To strengthen and further streamline intellectual work across project sections four thematic working groups were re-established in Phase II (2020 – 2023). Members will analyse relationships between agency, imaginations and change of spatial orders. Each of the thematic working groups will also be responsible for organizing one of the annual conferences, a research seminar and a summer school for the Integrated Research Training Group
Thematic Working Group 1 ‘Mobilities’
The group analyses entanglements between various forms of mobility and the emergence of new spatial formats, or concussions of existing ones, including the circulation of differing imaginations of spatial orders. An understanding of the relation between mobilities and respatialization requires considering not only the mobile actor and its motives, forms, tools, resources etc. for mobility, but also those actors aiming to control, contain, and divert mobility. Further, the group investigates if different forms of mobility lead to different (kinds of) spatial formats or are challenging spatial orders in different ways. It is also asking questions the other way around: do different spatial formats and spatial orders promote/ inspire/ generate other (forms, practices, imaginations of) mobilities?
Participating projects: A01, A02, A06, A07, B01, B02, B03, B05, C02, and C06
Thematic Working Group 2 ‘Infrastructures’
In order to explore and understand the relation between infrastructures and spatial formats the group will focus on the mutual (re-)shaping of these phenomena. So far, it seems that infrastructures carry, enact, materialize, and operate some binary qualities through which practices, politics and imaginations of infrastructures are structured. These concern a) the interplay of fixed/stable vs. flow/fluid characteristics; b) practices and politics of connecting and integrating vs. disconnecting and dividing; c) the (re-)ordering of the relation between visibility and invisibility; d) material vs. virtual/digital features of infrastructures; and e) the way infrastructures’ relation to economic growth or as exchange between humans and nature is framed. The spatial practice of infrastructuring can thus be understood as the result of a particular dialectic/logic of these features. Insights will be productively tied back to the overarching concepts of spatial formats as well as spatial orders.

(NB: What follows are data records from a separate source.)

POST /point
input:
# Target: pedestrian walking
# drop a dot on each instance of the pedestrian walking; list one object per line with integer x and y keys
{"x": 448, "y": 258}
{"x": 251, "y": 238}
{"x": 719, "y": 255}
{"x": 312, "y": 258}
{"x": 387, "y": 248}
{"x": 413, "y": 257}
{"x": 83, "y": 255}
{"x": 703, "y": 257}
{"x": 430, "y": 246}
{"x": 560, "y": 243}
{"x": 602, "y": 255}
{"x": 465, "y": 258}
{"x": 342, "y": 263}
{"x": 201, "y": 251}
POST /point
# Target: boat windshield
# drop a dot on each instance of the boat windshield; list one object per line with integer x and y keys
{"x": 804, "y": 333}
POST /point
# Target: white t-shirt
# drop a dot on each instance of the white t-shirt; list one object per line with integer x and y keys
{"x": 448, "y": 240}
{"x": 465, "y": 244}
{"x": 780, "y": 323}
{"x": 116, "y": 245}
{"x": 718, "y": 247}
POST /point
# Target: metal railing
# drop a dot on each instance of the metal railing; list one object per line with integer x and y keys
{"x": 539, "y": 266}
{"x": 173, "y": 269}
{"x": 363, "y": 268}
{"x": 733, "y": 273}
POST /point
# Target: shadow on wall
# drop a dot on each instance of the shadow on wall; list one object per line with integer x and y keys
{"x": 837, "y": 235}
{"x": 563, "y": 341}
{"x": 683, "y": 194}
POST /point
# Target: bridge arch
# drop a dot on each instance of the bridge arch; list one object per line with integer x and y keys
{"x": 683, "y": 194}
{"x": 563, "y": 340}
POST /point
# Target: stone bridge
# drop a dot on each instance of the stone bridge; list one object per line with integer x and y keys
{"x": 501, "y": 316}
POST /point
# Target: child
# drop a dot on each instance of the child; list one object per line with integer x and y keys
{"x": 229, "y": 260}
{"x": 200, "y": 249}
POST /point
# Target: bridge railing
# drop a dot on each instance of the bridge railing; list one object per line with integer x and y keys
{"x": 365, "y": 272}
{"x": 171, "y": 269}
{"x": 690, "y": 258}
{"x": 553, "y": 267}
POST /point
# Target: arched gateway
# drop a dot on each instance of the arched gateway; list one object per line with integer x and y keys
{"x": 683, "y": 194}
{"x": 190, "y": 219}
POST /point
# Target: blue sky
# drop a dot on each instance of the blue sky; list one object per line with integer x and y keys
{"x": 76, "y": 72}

Participating projects: A02, A05, A06, B02, B05, B09, C04, and C06
Thematic Working Group 3 ‘Mediality of space-related imaginations’
This working group analyses the role of different media in articulating spatial imaginations that either represent existing spatial orders or suggest alternatives. The role of imaginations has already been a focal point in Phase I (2016 – 2019) while conceptualizing imaginations from the perspectives of geography as well as cultural and literary studies. Imaginations do have an influence on practices of spatialization, they potentially reduce complexity by producing patterns that support the densification and consolidation of spatial formats and spatial orders. On the other hand, they can have a destabilizing effect by providing possible alternatives and blueprints for experimentation and trial. It is an open question whether different media affect the scope, scale, or speed of changes differently.

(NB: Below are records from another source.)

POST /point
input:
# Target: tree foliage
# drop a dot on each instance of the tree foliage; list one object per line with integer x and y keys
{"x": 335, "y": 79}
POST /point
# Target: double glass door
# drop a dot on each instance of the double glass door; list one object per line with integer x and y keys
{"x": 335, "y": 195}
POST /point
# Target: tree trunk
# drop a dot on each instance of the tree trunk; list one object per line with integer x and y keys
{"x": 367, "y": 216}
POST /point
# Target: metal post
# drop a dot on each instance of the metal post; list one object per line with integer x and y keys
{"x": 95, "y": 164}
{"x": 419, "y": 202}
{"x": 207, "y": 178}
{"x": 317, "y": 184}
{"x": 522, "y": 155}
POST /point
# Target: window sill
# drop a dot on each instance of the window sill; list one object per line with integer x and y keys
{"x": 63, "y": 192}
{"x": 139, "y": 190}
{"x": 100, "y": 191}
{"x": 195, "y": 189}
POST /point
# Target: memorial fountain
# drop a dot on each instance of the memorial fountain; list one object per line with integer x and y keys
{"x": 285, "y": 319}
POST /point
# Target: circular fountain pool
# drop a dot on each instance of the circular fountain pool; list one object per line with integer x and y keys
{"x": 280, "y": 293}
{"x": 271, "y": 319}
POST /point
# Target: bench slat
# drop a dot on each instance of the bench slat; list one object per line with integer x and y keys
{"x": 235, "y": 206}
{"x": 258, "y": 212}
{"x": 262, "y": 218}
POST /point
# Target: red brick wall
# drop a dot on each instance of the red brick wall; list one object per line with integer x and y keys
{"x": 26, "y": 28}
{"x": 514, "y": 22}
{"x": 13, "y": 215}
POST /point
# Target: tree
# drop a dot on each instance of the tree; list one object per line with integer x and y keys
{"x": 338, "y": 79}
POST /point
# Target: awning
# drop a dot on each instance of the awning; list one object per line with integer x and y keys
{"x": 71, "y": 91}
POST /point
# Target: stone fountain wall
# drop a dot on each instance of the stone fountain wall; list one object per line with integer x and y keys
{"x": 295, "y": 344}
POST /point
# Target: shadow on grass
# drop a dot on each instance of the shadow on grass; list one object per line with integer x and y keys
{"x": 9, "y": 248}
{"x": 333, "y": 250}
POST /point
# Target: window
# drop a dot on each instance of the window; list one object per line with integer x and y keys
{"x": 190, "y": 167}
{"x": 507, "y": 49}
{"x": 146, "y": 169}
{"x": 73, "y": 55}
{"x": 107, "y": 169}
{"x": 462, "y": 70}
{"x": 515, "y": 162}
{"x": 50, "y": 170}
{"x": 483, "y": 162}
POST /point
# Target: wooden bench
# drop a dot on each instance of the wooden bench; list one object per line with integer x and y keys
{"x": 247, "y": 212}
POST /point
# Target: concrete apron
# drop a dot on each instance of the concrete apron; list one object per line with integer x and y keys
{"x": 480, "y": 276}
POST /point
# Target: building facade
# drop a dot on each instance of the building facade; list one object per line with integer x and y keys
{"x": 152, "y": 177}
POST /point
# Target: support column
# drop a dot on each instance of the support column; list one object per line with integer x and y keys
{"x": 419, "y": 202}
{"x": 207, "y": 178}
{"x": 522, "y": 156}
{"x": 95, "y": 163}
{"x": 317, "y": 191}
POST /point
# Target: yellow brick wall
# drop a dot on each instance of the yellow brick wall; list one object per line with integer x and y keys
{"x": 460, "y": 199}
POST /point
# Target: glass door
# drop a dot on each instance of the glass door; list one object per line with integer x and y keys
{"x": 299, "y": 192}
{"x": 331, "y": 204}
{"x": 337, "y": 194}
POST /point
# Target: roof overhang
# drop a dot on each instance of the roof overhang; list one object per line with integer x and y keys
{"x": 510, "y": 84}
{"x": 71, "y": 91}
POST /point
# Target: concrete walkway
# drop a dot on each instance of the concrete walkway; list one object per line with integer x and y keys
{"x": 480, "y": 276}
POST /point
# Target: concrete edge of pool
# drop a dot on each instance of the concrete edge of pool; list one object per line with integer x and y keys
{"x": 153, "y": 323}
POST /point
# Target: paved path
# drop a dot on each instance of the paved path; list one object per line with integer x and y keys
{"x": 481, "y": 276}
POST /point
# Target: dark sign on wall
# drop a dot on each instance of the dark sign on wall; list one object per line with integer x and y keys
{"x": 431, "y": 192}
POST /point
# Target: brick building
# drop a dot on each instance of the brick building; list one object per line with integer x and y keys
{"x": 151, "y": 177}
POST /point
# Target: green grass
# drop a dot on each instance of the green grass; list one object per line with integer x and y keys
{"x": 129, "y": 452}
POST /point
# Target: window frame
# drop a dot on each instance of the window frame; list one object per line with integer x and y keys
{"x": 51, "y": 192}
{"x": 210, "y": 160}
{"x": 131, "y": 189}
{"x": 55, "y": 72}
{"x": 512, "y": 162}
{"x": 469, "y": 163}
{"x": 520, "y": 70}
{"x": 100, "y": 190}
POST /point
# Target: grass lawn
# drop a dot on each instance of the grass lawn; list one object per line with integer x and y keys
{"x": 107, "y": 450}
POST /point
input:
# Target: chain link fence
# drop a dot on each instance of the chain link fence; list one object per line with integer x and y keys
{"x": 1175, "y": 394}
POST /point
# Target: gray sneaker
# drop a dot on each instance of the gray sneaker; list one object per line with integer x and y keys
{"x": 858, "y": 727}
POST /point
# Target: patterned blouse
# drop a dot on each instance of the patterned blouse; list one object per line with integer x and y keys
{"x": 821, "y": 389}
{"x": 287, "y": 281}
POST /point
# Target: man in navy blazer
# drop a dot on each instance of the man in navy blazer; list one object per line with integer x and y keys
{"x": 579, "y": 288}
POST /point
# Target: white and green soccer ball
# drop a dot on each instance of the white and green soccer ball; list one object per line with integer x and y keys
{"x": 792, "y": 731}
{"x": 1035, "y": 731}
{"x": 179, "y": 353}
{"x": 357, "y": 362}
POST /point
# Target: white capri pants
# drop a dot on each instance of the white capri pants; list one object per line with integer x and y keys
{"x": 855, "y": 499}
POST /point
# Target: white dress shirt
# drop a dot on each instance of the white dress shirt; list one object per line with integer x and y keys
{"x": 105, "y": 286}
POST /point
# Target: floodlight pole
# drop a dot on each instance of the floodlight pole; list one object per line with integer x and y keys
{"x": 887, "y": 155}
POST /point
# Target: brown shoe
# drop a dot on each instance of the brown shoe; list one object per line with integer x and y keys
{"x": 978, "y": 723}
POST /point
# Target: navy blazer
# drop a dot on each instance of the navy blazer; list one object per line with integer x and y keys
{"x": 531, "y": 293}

Participating projects: A01, A05, A07, B01, B07, C01, C02, C04, C05, and C06
Thematic Working Group 4 ‘The Cold War as transformation of spatial orders’
The group combines the competency of several subprojects to discuss the change of a whole range of spatial orders between the 1930s and 1989/1990. While taking into account processes in different regions of the world beyond the Atlantic realm, a different periodization might be necessary to capture relevant events and instances. Due to individual subprojects’ focal points, respatialization projects of socialist actors/spatial entrepreneurs, decolonisation processes, and socialist models of development will be handled alongside interregionalisms, infrastructural changes, and representations/visualisations of respatializations associated with them.
Participating projects: A07, B02, B03, B07, B09, C01, and C05
Thematic Working Group 5 ‘Spatial semantics and Digital Humanities’
All subprojects of the SFB 1199 are concerned when it comes to the linguistic realizations of spatial practices and or imagined spatial formats/spatial orders. The assumption is that a stabilization of spatial practices in spatial formats/spatial orders will last only if these are discussed, described, imagined, assessed and questioned in continuous acts of speech. The vocabulary used expresses a specific kind of spatial semantics. We are going to analyse the change, translation, transfer and circulation of such spatial semantics across subprojects. In doing so, we will use and further develop tools of the Digital Humanities tested by subprojects B01 and C01 during our first funding phase. The added value gained by this working group is manifold: a) it will further develop the concept of spatial semantics and integrate it into overall theory building at the SFB 1199; b) it will initiate discussions about research material and methods used in individual subprojects, leading to the development of tools that allow for common assessments and interpretations of research data not only within but also beyond the SFB 1199; and c) it will clarify the relevance of changes in semantics as an indicator of spatial transformations.